A recente decisão do Conselho Nacional de Justiça (CNJ) sobre a remuneração dos magistrados levanta uma série de questionamentos sobre sua função e os limites da Constituição Federal de 1988. O órgão, que deveria zelar pelo cumprimento das normas e pela transparência do Judiciário, agora estabelece uma interpretação que permite que juízes e desembargadores recebam até R$ 92,6 mil mensais – o dobro do teto constitucional do funcionalismo público.
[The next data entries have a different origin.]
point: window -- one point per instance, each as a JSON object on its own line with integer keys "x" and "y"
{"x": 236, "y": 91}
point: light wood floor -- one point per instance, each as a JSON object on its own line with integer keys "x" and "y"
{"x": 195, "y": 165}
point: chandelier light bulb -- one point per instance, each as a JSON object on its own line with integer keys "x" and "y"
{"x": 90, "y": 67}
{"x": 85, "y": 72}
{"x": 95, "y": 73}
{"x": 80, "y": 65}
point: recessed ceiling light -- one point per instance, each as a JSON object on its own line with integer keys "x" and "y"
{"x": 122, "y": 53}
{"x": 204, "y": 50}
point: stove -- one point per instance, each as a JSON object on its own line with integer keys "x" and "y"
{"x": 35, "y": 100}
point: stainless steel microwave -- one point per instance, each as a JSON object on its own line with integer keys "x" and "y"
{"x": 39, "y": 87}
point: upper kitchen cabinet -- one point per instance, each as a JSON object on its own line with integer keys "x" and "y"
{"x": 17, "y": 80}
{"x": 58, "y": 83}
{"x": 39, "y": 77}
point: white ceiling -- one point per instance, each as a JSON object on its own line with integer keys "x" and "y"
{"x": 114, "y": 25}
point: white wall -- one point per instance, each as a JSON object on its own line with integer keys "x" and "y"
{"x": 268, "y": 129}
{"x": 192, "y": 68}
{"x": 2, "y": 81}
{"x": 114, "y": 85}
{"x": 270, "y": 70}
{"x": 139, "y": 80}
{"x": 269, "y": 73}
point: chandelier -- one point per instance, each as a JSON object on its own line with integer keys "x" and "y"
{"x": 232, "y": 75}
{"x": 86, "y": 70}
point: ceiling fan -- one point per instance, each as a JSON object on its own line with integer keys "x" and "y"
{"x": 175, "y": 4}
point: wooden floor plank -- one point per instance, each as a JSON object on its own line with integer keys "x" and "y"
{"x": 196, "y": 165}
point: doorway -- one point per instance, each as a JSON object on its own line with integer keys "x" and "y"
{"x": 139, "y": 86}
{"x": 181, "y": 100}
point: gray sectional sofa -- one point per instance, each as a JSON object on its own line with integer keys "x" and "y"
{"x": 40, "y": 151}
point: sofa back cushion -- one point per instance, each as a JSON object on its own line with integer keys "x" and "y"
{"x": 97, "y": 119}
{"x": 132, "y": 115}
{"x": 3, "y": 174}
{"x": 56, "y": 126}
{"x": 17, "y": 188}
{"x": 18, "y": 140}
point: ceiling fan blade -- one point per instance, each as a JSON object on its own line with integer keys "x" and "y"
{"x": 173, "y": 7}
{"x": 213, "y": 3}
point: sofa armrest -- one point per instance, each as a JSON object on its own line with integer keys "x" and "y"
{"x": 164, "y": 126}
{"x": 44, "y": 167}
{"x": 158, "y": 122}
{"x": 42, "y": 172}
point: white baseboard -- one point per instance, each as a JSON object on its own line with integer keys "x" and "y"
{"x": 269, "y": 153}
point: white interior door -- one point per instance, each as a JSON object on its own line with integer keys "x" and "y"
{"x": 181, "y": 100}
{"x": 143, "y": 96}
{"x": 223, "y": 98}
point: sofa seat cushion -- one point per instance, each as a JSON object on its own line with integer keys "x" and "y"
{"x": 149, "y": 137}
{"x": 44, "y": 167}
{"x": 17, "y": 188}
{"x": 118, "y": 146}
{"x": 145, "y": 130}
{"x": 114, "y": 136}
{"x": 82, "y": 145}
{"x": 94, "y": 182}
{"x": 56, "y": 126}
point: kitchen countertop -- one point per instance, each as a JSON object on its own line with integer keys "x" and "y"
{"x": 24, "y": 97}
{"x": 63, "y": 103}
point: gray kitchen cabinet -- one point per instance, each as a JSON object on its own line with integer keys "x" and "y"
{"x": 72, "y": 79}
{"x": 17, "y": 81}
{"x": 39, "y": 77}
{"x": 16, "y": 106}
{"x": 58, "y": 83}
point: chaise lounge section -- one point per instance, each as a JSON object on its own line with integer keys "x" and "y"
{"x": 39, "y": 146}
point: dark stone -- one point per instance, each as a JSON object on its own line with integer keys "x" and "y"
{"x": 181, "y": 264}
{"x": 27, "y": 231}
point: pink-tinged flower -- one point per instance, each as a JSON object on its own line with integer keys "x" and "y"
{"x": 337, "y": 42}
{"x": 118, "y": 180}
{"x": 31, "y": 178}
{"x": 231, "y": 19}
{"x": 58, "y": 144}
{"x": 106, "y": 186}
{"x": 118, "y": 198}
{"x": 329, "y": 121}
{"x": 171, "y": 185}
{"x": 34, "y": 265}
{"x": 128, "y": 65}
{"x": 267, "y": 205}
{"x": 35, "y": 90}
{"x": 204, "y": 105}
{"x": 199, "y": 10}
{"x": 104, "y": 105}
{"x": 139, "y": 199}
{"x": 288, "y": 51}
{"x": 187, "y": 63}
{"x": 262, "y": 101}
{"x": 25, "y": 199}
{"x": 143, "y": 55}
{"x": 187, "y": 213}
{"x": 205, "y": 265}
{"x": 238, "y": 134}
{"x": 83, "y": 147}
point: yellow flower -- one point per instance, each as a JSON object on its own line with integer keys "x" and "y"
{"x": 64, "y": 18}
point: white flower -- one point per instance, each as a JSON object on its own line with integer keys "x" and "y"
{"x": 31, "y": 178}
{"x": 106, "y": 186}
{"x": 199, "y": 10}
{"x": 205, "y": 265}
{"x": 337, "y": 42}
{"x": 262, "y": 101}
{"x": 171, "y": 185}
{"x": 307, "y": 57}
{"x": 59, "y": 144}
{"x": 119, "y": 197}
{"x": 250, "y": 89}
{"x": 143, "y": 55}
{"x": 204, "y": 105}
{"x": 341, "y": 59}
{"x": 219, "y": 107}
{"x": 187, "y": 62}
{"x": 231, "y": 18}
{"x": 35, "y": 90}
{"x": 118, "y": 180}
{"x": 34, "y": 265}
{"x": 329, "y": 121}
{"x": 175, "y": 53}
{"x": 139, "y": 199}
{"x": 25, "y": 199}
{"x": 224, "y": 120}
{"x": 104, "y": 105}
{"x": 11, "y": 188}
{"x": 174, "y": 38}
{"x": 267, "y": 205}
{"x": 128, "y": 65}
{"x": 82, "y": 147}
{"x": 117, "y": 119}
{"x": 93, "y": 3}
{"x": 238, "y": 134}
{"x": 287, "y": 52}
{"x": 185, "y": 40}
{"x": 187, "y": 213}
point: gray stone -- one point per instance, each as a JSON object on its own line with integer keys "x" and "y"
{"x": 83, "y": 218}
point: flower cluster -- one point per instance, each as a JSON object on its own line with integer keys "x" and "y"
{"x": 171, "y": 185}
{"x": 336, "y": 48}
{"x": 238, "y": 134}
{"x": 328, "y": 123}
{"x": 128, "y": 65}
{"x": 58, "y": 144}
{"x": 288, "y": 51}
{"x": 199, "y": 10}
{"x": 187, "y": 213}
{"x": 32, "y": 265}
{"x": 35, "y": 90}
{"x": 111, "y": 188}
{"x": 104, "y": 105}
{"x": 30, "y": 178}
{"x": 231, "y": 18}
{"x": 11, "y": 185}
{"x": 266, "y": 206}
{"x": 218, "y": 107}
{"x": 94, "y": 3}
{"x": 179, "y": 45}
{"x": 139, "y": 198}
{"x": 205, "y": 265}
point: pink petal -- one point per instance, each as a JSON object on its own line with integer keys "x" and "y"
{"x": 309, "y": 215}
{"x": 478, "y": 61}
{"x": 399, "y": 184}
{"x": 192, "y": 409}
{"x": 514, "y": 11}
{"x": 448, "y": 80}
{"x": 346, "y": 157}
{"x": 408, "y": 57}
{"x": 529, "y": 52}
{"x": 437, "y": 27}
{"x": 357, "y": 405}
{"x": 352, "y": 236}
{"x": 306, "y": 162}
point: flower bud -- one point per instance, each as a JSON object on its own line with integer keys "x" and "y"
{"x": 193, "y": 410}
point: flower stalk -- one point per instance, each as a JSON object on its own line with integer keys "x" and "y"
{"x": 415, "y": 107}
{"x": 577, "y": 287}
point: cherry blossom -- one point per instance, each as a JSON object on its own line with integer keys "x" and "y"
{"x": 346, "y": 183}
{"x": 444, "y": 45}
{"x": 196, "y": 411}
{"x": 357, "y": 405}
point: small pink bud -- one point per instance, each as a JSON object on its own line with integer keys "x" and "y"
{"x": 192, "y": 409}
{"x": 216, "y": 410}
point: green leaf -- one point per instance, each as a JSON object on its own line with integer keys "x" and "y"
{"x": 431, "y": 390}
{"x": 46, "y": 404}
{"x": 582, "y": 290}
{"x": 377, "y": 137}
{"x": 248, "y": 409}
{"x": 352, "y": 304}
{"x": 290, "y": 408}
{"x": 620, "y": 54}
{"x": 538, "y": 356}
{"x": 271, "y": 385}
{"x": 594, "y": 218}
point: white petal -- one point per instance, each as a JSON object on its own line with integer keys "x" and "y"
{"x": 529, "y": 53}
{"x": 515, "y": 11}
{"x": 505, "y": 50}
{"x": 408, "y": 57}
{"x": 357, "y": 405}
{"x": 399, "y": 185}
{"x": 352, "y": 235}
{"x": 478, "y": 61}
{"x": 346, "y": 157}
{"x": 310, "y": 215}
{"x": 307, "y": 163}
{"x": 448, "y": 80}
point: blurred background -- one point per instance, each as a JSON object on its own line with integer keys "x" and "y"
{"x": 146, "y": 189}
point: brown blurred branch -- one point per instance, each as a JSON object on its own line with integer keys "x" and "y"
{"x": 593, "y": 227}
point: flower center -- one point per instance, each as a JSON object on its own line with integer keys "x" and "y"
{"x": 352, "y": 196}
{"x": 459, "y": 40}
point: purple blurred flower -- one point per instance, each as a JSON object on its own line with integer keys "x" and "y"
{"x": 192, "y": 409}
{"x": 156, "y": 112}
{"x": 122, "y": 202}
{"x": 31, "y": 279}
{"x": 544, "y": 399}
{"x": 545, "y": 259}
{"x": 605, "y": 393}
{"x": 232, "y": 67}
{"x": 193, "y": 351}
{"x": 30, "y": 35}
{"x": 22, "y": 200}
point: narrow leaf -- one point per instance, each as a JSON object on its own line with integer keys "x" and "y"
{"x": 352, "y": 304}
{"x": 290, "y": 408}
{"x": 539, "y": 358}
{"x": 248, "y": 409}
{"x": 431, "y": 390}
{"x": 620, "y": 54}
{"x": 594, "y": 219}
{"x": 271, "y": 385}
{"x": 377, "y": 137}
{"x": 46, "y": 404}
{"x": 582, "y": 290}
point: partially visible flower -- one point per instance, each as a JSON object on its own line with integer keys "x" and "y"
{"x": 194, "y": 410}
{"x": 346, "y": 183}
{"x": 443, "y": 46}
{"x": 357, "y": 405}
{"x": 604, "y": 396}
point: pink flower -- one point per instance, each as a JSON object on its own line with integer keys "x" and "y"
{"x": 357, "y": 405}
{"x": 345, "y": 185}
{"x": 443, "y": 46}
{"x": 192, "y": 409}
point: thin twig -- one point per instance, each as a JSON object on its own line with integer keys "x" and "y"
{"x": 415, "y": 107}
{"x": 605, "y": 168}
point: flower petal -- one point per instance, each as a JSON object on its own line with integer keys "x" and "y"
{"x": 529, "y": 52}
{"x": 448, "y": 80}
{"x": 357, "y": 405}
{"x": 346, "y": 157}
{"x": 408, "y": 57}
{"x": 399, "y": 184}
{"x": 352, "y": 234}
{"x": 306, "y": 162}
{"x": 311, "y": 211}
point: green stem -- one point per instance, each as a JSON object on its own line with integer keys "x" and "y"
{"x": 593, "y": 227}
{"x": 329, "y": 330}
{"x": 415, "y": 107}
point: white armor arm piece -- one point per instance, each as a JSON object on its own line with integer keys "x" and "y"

A medida, inédita, surge a partir da análise de um pedido do Tribunal de Justiça de Sergipe sobre o pagamento retroativo do Adicional por Tempo de Serviço (ATS) a magistrados. O corregedor do CNJ, ministro Mauro Campbell, fixou o limite de R$ 46,3 mil para os chamados “penduricalhos” – benefícios e adicionais que historicamente turbinaram os contracheques dos magistrados brasileiros. O valor equivale ao salário de um ministro do Supremo Tribunal Federal (STF), mas, na prática, abre caminho para que a soma de subsídios e adicionais possa dobrar essa quantia.
Com isso, a decisão formaliza o que já ocorre em diversos tribunais: a remuneração final dos magistrados supera o limite constitucional devido à inclusão de verbas indenizatórias (auxílio-moradia, auxílio-saúde, auxílio-alimentação) e vantagens eventuais (13º salário, pagamentos retroativos e indenizações de férias acumuladas). Como resultado, juízes podem receber valores significativamente superiores ao teto determinado pela Constituição.
A Constituição Federal de 1988 é clara ao estabelecer que nenhum servidor público pode receber vencimentos superiores ao salário de um ministro do STF. No entanto, ao longo dos anos, diferentes mecanismos foram utilizados para contornar essa limitação, resultando nos chamados “supersalários” – uma prática recorrente, mas constantemente questionada pelo Tribunal de Contas da União (TCU) e por setores da sociedade que defendem a moralidade na administração pública.
A questão central agora é: até onde vai a flexibilidade da interpretação constitucional quando se trata da remuneração do Judiciário? O CNJ estaria, de fato, regulamentando uma situação já existente ou criando um artifício jurídico para manter os benefícios dos magistrados?
Os tribunais argumentam que esses adicionais têm previsão legal em resoluções administrativas e regimentos internos, mas especialistas apontam que a prática compromete a isonomia no serviço público e desvirtua o espírito do teto constitucional. Além disso, o impacto fiscal desses valores é significativo, sobrecarregando os cofres públicos em um cenário de constante necessidade de ajuste fiscal.
Casos recentes expostos pela imprensa mostram que magistrados chegaram a receber vencimentos superiores a R$ 600 mil em um único mês, por conta de pagamentos acumulados e indenizações retroativas. Essas cifras evidenciam a necessidade de um debate mais profundo sobre a transparência e a razoabilidade dos pagamentos no Judiciário.
Criado para exercer o controle administrativo e disciplinar da magistratura, o CNJ tem o dever de garantir que o Judiciário atue dentro dos princípios constitucionais e da moralidade administrativa. No entanto, a decisão atual coloca em xeque sua função: estaria o órgão regulando uma prática para impor um limite real aos benefícios ou apenas formalizando um modelo que perpetua privilégios?
A sociedade brasileira, que arca com a conta desses pagamentos, precisa se perguntar: há um limite para justificar ganhos considerados desproporcionais? O teto constitucional deveria ser absoluto ou passível de interpretações que o tornem, na prática, inexistente?
O debate está lançado. Resta saber se a Constituição prevalecerá ou se o CNJ abrirá precedentes que consolidam, de vez, os supersalários no Judiciário brasileiro.